How many times is too much? Having now played Chicago on nine occasions in the past four years, and having sold out a majority of those events, the Rolling Stones were greeted by a strange sight Wednesday night at Soldier Field: two upper decks devoid of a single fan. Yes, it appears that even living legends can overstay their welcome, particularly when the songs often remain the same and top tickets command prices upward of $450.
Not that the hand-numbing weather conditions, exacerbated by chilly lakefront winds, helped matters. Guitarist Ron Wood spent the first half of the 110-minute concert looking like a Popsicle, his face buried in a scarf. Both he and fellow strummer Keith Richards fetched an extra coat after passably running through a handful of opening tunes, including the live debut of “She Was Hot,” a boogie-based roll in the hay, and “Sway,” which dipped and glided in sync with vocalist Mick Jagger’s rubber-necking dance moves.

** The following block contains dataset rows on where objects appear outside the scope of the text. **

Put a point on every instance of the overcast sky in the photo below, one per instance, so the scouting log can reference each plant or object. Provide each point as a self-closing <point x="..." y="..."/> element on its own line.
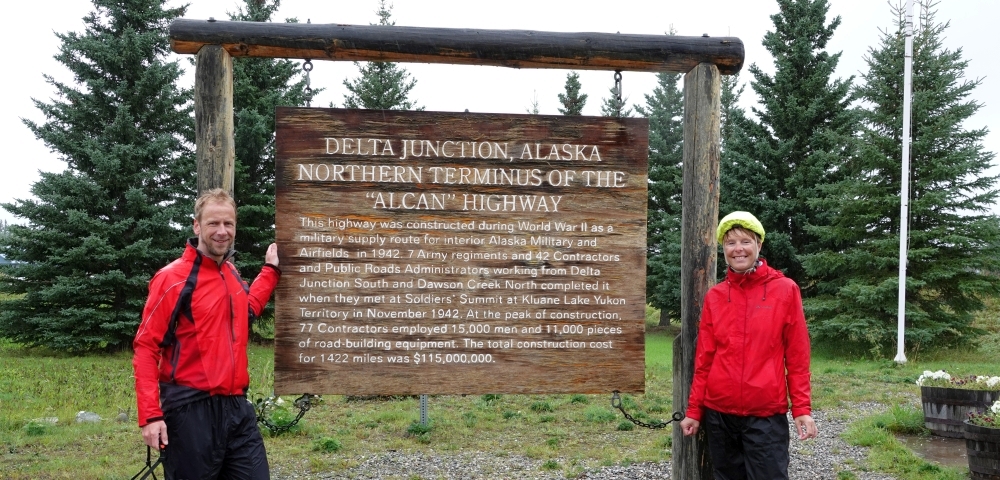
<point x="32" y="44"/>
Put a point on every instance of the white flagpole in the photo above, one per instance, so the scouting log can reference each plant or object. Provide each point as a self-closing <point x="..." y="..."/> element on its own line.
<point x="904" y="196"/>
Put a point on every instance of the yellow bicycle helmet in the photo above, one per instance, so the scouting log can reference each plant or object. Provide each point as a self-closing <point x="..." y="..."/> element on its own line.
<point x="743" y="219"/>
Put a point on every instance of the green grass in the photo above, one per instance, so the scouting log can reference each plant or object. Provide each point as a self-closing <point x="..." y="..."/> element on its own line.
<point x="567" y="433"/>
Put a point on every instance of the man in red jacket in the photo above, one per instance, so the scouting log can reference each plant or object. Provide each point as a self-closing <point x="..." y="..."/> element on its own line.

Despite admitting at one point that he couldn’t feel his feet, the body-fat-free Jagger proved the consummate front man, working every area of the 204-foot-wide stage and waving his arms as if he was a street fighter wielding a switchblade. The ageless wonder was the lone mobile Stone on an evening where his mates primarily stood still. Resembling campers chatting around a fire, Richards and Wood huddled in front of Charlie Watts’ drum kit, and struck hunched-over poses beside heat lamps.
As he demonstrated on “Sympathy for the Devil” and “Tumbling Dice,” the ratty-haired Richards can still occasionally inject surprising licks and fractured chords into familiar places, establishing give-and-take swagger that reduced the predictability of classic material without distorting its character. But command of the Stones’ instrumental engine has apparently been turned over to Watts, a veritable Rolex of a timekeeper whose off-beat rhythms and jazzy tempos kept the blood pumping.
The Stones finally hit stride after a hydraulic stage carried them to the opposite end of the venue. By the time flames preceded “Jumpin’ Jack Flash,” the group no longer needed the warm-up; it just should have happened earlier in the set.